Remix.run Logo
VladVladikoff a day ago

Wait a sec… if the TLS handshakes look different, would it be possible to have an nginx level filter for traffic that claims to be a web browser (eg chrome user agent), yet really is a python/php script? Because this would account for the vast majority of malicious bot traffic, and I would love to just block it.

aaron42net a day ago | parent | next [-]

Cloudflare uses JA3 and now JA4 TLS fingerprints, which are hashes of various TLS handshake parameters. https://github.com/FoxIO-LLC/ja4/blob/main/technical_details... has more details on how that works, and they do offer an Nginx module: https://github.com/FoxIO-LLC/ja4-nginx-module

gruez a day ago | parent | prev | next [-]

That's basically what security vendors like cloudflare does, except with even more fingerprinting, like a javascript challenge that checks the js interpreter/DOM.

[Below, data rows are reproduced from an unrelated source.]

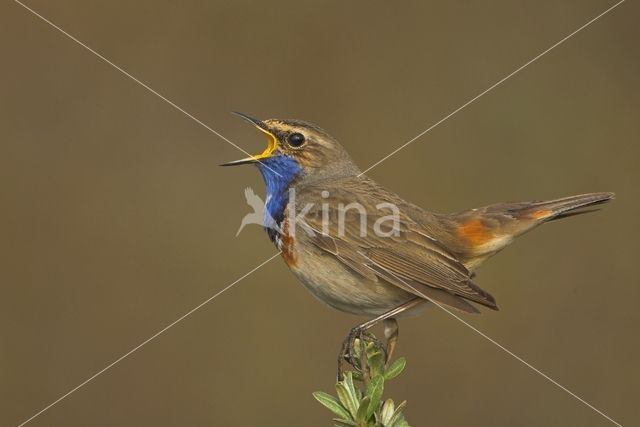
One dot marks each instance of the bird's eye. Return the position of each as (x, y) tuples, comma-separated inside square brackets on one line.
[(295, 139)]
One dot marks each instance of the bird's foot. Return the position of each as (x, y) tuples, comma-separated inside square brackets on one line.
[(354, 350)]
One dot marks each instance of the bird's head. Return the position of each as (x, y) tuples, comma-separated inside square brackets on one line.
[(297, 150)]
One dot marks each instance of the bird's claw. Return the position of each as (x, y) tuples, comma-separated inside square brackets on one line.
[(350, 354)]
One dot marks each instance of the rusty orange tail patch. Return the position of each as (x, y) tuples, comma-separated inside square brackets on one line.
[(475, 232)]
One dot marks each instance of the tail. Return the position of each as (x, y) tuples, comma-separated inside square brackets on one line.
[(562, 208), (479, 233)]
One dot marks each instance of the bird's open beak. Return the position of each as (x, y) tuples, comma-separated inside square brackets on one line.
[(271, 140)]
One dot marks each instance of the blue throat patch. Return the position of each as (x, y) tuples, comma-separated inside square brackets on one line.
[(278, 173)]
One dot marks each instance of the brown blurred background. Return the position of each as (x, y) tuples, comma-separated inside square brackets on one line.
[(116, 219)]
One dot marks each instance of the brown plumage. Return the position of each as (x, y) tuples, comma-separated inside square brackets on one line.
[(399, 257)]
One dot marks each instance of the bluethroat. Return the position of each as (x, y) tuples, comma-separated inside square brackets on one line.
[(362, 249)]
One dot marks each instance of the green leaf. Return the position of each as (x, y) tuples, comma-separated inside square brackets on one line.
[(376, 363), (397, 415), (348, 381), (344, 423), (388, 408), (395, 368), (347, 399), (374, 393), (332, 404), (361, 416)]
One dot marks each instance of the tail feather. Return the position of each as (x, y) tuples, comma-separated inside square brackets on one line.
[(566, 206)]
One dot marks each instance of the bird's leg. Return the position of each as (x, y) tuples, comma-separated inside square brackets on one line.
[(391, 332), (347, 351)]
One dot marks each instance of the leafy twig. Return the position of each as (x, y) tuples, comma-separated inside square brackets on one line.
[(359, 395)]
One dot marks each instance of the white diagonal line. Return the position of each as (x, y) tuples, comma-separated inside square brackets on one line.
[(141, 83), (151, 338), (500, 346), (493, 86)]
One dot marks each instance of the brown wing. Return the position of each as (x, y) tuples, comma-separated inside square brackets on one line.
[(408, 258)]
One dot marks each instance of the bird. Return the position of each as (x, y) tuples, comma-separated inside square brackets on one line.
[(362, 249)]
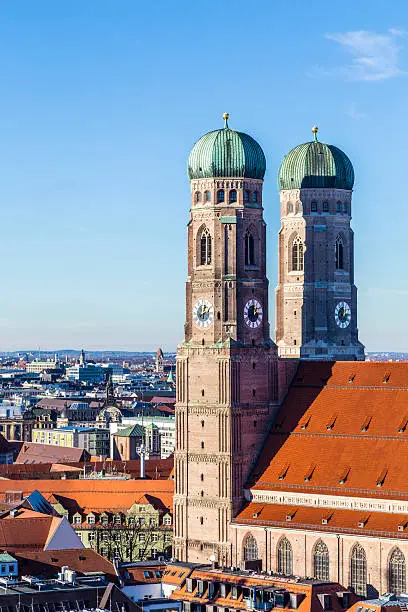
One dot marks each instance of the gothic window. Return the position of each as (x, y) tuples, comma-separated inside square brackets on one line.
[(285, 557), (297, 255), (249, 249), (321, 561), (339, 253), (397, 573), (205, 247), (250, 549), (233, 195), (358, 570)]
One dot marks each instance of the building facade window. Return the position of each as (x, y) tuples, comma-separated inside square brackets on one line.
[(285, 557), (249, 249), (358, 570), (250, 549), (321, 561), (297, 255), (397, 573), (339, 253), (205, 247)]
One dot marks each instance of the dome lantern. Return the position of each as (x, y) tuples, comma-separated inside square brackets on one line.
[(316, 164), (226, 153)]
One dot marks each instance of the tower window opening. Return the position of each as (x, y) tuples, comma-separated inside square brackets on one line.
[(205, 247), (297, 255), (249, 249), (339, 253)]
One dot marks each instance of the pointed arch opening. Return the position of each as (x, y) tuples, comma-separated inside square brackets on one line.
[(285, 557), (297, 255), (321, 567), (397, 572), (358, 570), (249, 248), (250, 548), (339, 253), (205, 246)]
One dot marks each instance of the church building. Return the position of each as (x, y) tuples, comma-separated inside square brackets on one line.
[(289, 455)]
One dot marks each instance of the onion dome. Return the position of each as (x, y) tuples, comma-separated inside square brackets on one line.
[(316, 164), (226, 153)]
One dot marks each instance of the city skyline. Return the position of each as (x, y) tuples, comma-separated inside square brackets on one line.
[(101, 106)]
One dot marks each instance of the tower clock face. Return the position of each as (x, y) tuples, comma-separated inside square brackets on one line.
[(203, 313), (342, 314), (253, 313)]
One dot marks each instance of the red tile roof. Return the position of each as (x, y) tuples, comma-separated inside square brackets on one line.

walrus01 a day ago | parent [-]

JS to check user agent things like screen window dimensions as well, which legit browsers will have and bots will also present but with a more uniform and predictable set of x and y dimensions per set of source IPs. Lots of possibilities for js endpoint fingerprinting.

Fripplebubby 8 hours ago | parent [-]

I also present a uniform and predictable set of x and y dimensions per source IPs as a human user who maximizes my browser window

gruez 7 hours ago | parent [-]

Maximizing reduces the variations, but there's still quite a bit of variation because of different display resolution + scaling settings + OS configuration (eg. short or tall taskbars).

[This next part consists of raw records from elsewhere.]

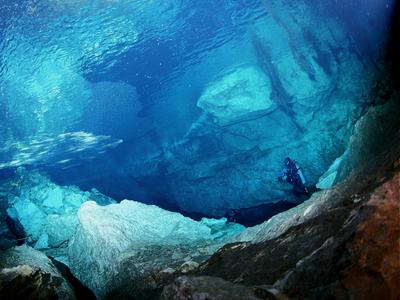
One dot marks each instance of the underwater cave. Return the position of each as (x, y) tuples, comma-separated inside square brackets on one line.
[(192, 150)]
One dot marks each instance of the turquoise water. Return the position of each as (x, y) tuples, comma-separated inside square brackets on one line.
[(187, 104)]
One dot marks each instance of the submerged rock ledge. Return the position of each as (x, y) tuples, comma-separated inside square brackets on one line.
[(341, 243)]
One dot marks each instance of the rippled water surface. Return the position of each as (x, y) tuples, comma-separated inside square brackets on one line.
[(79, 78)]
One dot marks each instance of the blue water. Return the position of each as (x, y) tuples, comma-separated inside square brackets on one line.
[(92, 91)]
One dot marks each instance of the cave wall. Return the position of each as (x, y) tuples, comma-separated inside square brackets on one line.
[(296, 87), (182, 108)]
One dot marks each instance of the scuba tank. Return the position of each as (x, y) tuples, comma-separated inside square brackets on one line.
[(300, 173)]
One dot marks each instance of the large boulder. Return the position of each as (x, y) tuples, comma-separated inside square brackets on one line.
[(129, 241), (240, 95), (331, 246), (29, 274), (46, 212)]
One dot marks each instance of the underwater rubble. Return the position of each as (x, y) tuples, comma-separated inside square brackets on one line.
[(341, 243)]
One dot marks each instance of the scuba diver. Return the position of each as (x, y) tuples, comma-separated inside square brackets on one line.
[(293, 174)]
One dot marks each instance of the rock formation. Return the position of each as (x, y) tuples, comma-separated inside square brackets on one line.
[(44, 212), (26, 273), (129, 242)]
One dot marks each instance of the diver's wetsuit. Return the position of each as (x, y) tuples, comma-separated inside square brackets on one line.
[(291, 175)]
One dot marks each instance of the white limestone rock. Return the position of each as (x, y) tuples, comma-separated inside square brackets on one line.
[(132, 236), (46, 211), (26, 273), (241, 94)]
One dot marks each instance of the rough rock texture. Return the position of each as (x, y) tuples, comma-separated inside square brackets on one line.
[(44, 211), (298, 95), (29, 274), (241, 95), (342, 243), (130, 242)]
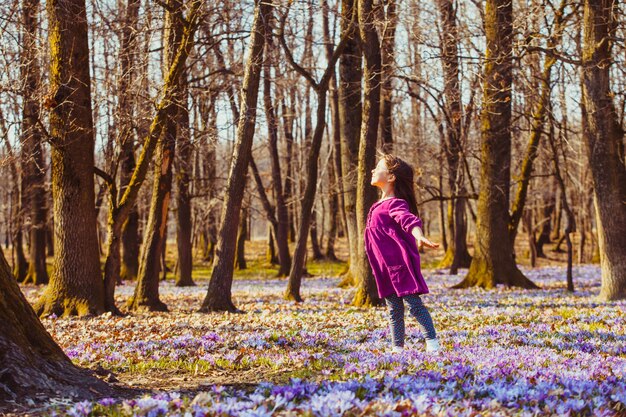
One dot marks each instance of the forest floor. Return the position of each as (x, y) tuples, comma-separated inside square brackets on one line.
[(505, 351)]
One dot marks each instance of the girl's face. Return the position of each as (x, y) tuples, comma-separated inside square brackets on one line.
[(381, 175)]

walrus01 7 hours ago | parent [-]

Or settings like auto-hide MacOS dock vs not auto hide, affecting the vertical size of the browser window.

jrochkind1 a day ago | parent | prev | next [-]

Well, I think that's what OP is meant to avoid you doing, exactly.

immibis a day ago | parent | prev [-]

Yes, and sites are doing this and it absolutely sucks because it's not reliable and blocks everyone who isn't using the latest Chrome on the latest Windows. Please don't whitelist TLS fingerprints unless you're actually under attack right now.

fc417fc802 a day ago | parent | next [-]

If you're going to whitelist (or block at all really) please simply redirect all rejected connections to a proof of work scheme. At least that way things continue to work with only mild inconvenience.

jrochkind1 10 hours ago | parent [-]

I am very curious if the current wave of mystery distributed (AI?) bots will just run javascript and be able to get past proof of work too....

Based on the fact that they are requesting the same absolutely useless and duplicative pages (like every possible combniation of query params even if it does not lead to unique content) from me hundreds of times per url, and are able to distribute so much that I'm only getting 1-5 requests per day from each IP...

...cost does not seem to be a concern for them? Maybe they won't actually mind ~5 seconds of CPU on a proof of work either? They are really a mystery to me.

I currently am using CloudFlare Turnstile, which incorporates proof of work but also various other signals, which is working, but I know does have false positives. I am working on implementing a simpler nothing but JS proof of work (SHA-512-based), and am going to switch that in and if it works great (becuase I don't want to keep out the false positives!), but if it doesn't, back to Turnstile.

The mystery distributred idiot bots were too much. (Scaling up resources -- they just scaled up their bot rates too!!!) I don't mind people scraping if they do it respectfully and reasonably; taht's not what's been going on, and it's an internet-wide phenomenon of the past year.

RKFADU_UOFCCLEL 9 hours ago | parent | prev [-]

Blocking a hacking attack is not even a thing, they just change IP address each time they learn a new fact about how your system works and progress smoothly without interruption until they exfiltrate your data. Same goes for scrapers the only difference being there is no vulnerability to fix that will stop them.